Combining historical data about a customer with current sentiment is critical. A year and half is a long time, and priorities change. Many people may have started a family, lost a job, changed careers, moved to new cities or locations, or have a radical new perspective on life. Loyalty program data from 2019 doesn’t cover these conflicting sentiments, a fact becoming clearest in travel marketing programs that have started to bombard their customers with credit card sign-up programs and generic email templates that look very similar to what they received during pre-pandemic times.
#3 ASSUME COVID-19 HAS CHANGED EVERYTHING
If broad-stroke marketing programs predicated on historical data will not work in today’s environment, how can brands capture rapidly evolving customer behavior, sentiment, and needs? Eagerness to travel is not the same as willingness or ability to travel.
That’s especially true in the short term. According to Skift Research, 51 percent of Americans said they would travel more after getting the vaccine, though only 15 percent said they would travel “a lot” more. Meanwhile, 31 percent also said their vaccination was immaterial to the fact that they wouldn’t travel more until the pandemic is under control.

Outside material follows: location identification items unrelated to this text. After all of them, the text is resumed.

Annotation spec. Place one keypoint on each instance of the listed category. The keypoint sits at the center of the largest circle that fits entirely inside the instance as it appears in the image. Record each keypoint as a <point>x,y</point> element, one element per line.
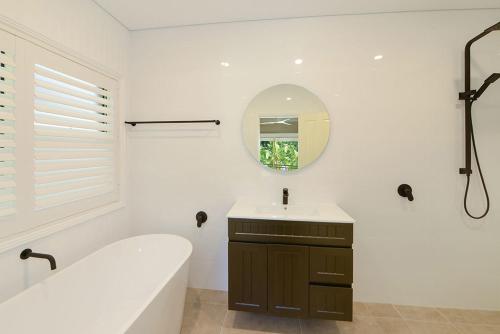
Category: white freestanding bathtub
<point>133,286</point>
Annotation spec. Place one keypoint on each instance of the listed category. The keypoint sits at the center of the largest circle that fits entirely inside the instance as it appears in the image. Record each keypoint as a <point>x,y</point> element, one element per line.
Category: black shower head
<point>493,28</point>
<point>491,79</point>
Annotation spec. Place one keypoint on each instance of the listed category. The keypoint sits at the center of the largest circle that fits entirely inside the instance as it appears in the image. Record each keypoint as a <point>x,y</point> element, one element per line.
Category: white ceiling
<point>145,14</point>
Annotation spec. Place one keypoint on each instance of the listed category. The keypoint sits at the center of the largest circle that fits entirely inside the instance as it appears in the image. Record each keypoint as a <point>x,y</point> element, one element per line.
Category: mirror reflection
<point>286,127</point>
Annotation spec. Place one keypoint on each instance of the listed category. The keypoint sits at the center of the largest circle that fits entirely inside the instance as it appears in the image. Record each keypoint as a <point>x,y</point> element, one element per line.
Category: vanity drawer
<point>332,303</point>
<point>330,265</point>
<point>290,232</point>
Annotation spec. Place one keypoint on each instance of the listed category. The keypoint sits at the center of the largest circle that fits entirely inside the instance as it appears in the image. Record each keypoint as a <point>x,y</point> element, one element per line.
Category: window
<point>59,138</point>
<point>73,139</point>
<point>7,133</point>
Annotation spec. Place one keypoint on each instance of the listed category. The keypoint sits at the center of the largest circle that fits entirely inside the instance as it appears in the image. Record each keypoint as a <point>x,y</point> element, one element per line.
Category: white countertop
<point>325,213</point>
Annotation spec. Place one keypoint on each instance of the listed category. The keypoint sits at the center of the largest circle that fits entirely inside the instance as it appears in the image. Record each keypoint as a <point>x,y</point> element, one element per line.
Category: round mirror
<point>286,127</point>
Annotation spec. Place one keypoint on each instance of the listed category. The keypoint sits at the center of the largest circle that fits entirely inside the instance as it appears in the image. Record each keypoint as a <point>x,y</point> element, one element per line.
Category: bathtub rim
<point>154,292</point>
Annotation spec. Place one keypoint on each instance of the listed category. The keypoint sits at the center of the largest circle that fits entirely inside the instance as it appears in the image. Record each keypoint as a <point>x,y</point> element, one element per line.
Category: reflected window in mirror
<point>286,127</point>
<point>279,142</point>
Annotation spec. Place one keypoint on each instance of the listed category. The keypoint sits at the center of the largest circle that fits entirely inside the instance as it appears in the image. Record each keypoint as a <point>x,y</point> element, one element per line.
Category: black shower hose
<point>482,181</point>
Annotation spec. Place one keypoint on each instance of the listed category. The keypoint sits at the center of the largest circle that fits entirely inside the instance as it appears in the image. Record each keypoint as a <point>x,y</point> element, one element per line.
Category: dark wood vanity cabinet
<point>288,268</point>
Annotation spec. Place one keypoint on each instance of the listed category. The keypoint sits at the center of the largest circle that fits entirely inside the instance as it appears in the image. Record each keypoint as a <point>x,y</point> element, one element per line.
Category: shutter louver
<point>74,147</point>
<point>7,134</point>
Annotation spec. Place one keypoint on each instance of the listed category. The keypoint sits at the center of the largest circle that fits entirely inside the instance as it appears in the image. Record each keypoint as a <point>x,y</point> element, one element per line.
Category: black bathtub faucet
<point>27,253</point>
<point>285,196</point>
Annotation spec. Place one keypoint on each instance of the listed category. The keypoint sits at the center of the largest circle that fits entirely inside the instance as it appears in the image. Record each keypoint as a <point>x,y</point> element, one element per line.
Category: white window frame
<point>31,233</point>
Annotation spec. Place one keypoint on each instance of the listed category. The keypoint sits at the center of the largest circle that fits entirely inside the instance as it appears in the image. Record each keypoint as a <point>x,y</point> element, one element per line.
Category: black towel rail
<point>216,121</point>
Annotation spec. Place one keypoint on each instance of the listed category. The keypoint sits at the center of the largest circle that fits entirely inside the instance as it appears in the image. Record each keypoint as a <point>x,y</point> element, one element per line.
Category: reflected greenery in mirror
<point>286,127</point>
<point>282,155</point>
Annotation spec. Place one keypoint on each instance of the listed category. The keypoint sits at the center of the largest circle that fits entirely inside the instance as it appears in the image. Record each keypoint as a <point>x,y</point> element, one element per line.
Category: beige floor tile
<point>213,296</point>
<point>239,331</point>
<point>316,326</point>
<point>472,316</point>
<point>359,308</point>
<point>382,310</point>
<point>192,296</point>
<point>203,318</point>
<point>477,329</point>
<point>360,325</point>
<point>261,322</point>
<point>420,327</point>
<point>206,296</point>
<point>427,314</point>
<point>393,326</point>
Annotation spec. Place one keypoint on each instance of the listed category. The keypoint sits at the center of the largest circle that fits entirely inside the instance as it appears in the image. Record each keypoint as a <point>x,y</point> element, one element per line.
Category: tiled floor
<point>206,313</point>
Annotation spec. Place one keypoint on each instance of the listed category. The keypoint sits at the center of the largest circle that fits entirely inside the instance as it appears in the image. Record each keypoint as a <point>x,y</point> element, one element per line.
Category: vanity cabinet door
<point>329,302</point>
<point>247,277</point>
<point>288,280</point>
<point>331,265</point>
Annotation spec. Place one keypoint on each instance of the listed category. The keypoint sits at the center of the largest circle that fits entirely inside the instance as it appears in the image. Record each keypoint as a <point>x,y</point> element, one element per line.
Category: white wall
<point>394,121</point>
<point>83,27</point>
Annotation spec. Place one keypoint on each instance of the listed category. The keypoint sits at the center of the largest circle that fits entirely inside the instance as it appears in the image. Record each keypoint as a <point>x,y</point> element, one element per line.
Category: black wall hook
<point>405,190</point>
<point>201,218</point>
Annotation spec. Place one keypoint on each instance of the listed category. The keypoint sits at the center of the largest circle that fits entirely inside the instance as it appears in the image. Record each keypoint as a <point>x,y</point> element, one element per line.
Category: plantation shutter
<point>74,144</point>
<point>7,133</point>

“Covid has changed the traveler — new needs, behaviors, and segments have emerged,” said Kalliecharan. “We are seeing brands struggle to capitalize on these changes with legacy marketing capabilities, but there is an opportunity to level this new playing field by tapping into their customer data in combination with modern marketing techniques like omni-channel orchestration and next-gen loyalty programs all aimed at generating demand and bookings.”
For example, many people have taken on new outdoor and indoor hobbies, which they might consider extending into their travel experiences. Furthermore, many people stuck at home became first-time pet owners. All told, loyal customers that have the exact same demographic profile may have different needs than they had pre-pandemic, even if it’s not readily apparent.
#4 DON’T GO IT ALONE
Just as brands made the “mobile-first” shift years ago, travel brands must make the “data-first” shift now and consider the ingestion of external data sets as part of their planning and forecasting activities.
To be truly “data-first,” brands must become data collection machines. In addition, key indicators outside of travel — such as searches for restaurants, gyms, and movie theaters, Covid-19 data, etc. — are also critical inputs that define not only where they want to go and how they want to get there, but also what they want to do and how they want to do it.
In order to integrate that information with first-party data to better detect and prepare for increase in demand, partnerships are essential, providing an additional source for customer signals that provide insights for activation.
“We are seeing a number of leading travel brands revisiting the playbook of the past, from revenue management to flight planning, exploring opportunities to incorporate these data sets as part of their forecast algorithms and demand planning,” said Kalliecharan. “When travel brands are able to establish meaningful data partnerships, everyone wins as the customer and both partners find value.”
The recovery will be about collective efforts to develop new solutions and processes to keep up with changing traveler behavior, using data to prompt people along a “new normal” travel journey.